In many cases, the ordering does not matter. For instance, "true" | "false"
will match either the string "true"
or the string "false"
(and fail if
neither occurs).
However, sometimes the ordering does matter. Consider the PEG expression "a" | "ab"
. You might expect it to match either the string "a"
or the string
"ab"
. But it will not — the expression means "try "a"
; but if it
fails, try "ab"
instead". If you are matching on the string "abc"
, "try
"a"
" will not fail; it will instead match "a"
successfully, leaving
"bc"
unparsed!
In general, when writing a parser with choices, put the longest or most specific choice first, and the shortest or most general choice last.
Non-backtracking
During parsing, a PEG expression either succeeds or fails. If it succeeds, the next step is performed as usual. But if it fails, the whole expression fails. The engine will not back up and try again.
Consider this grammar, matching on the string "frumious"
:
word = { // to recognize a word...
ANY* // take any character, zero or more times...
~ ANY // followed by any character
}
You might expect this rule to parse any input string that contains at least one
character (equivalent to ANY+
). But it will not. Instead, the first ANY*
will eagerly eat the entire string — it will succeed. Then, the next
ANY
will have nothing left, so it will fail.
"frumious"
^ (word)
"frumious"
^ (ANY*) Success! Continue to `ANY` with remaining input "".
""
^ (ANY) Failure! Expected one character, but found end of string.
In a system with backtracking (like regular expressions), you would back up one
step, "un-eating" a character, and then try again. But PEGs do not do this. In
the rule first ~ second
, once first
parses successfully, it has consumed
some characters that will never come back. second
can only run on the input
that first
did not consume.
Unambiguous
These rules form an elegant and simple system. Every PEG rule is run on the remainder of the input string, consuming as much input as necessary. Once a rule is done, the rest of the input is passed on to the rest of the parser.
For instance, the expression ASCII_DIGIT+
, "one or more digits", will always
match the largest sequence of consecutive digits possible. There is no danger
of accidentally having a later rule back up and steal some digits in an
unintuitive and nonlocal way.
This contrasts with other parsing tools, such as regular expressions and CFGs, where the results of a rule often depend on code some distance away.
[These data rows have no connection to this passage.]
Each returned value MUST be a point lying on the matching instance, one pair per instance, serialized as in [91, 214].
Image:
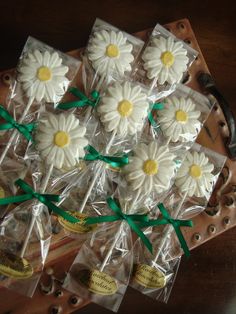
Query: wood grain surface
[206, 282]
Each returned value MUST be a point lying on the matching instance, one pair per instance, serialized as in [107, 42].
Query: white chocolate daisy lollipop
[195, 175]
[123, 108]
[165, 60]
[43, 76]
[60, 140]
[179, 119]
[109, 51]
[151, 168]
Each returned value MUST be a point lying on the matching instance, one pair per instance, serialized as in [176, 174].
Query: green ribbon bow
[83, 100]
[131, 220]
[24, 129]
[156, 106]
[46, 199]
[176, 223]
[111, 160]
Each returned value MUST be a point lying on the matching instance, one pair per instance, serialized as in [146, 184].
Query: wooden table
[206, 283]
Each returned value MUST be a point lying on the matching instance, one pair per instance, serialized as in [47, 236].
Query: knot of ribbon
[82, 101]
[93, 154]
[156, 106]
[24, 129]
[176, 223]
[130, 219]
[46, 199]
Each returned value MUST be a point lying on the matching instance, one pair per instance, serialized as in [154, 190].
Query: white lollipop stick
[99, 170]
[37, 212]
[168, 229]
[14, 134]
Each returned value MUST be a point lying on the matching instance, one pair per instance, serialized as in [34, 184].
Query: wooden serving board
[220, 216]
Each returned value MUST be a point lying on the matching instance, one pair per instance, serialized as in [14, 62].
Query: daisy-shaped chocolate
[195, 175]
[166, 60]
[109, 52]
[60, 140]
[123, 108]
[43, 76]
[179, 119]
[151, 168]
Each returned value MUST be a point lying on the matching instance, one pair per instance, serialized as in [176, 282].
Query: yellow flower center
[112, 51]
[125, 108]
[167, 58]
[44, 74]
[195, 171]
[150, 167]
[61, 139]
[181, 116]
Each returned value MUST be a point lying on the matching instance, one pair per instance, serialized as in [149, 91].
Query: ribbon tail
[182, 241]
[6, 126]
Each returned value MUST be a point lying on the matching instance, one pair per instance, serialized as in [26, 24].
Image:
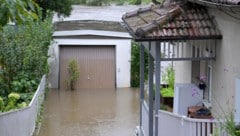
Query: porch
[174, 32]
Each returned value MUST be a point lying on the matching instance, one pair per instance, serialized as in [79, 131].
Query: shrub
[23, 56]
[1, 104]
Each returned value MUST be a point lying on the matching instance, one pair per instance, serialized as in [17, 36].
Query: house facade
[203, 35]
[98, 52]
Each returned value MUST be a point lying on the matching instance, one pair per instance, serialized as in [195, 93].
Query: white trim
[92, 32]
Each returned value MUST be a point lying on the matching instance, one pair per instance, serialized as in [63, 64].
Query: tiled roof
[224, 2]
[171, 22]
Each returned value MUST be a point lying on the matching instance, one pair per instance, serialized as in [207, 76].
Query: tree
[16, 11]
[62, 7]
[155, 2]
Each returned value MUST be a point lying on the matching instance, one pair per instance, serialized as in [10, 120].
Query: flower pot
[202, 86]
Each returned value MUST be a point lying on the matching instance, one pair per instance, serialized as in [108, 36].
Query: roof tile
[171, 22]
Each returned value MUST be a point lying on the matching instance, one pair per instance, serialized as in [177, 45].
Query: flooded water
[91, 113]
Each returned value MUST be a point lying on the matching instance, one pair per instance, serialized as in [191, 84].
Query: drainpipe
[157, 82]
[150, 78]
[142, 62]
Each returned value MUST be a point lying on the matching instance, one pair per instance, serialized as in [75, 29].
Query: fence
[175, 125]
[22, 122]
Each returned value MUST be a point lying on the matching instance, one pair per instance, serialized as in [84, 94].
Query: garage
[97, 65]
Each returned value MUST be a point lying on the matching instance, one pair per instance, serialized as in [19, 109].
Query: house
[101, 46]
[204, 38]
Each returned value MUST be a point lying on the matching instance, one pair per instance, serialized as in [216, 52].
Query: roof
[101, 13]
[222, 2]
[171, 22]
[89, 25]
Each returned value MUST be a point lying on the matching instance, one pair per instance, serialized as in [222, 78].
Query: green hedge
[23, 56]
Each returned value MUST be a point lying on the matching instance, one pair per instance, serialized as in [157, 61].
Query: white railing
[22, 122]
[145, 119]
[175, 125]
[195, 49]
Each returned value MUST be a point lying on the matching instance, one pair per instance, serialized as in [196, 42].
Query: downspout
[158, 83]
Indeed, the famous "shift/reduce conflict" in LR parsers is not a problem in PEGs.
Don't panic
This all might be a bit counterintuitive at first. But as you can see, the basic logic is very easy and straightforward. You can trivially step through the execution of any PEG expression.
- Try this.
- If it succeeds, try the next thing.
- Otherwise, try the other thing.
(this ~ next_thing) | (other_thing)
These rules together make PEGs very pleasant tools for writing a parser.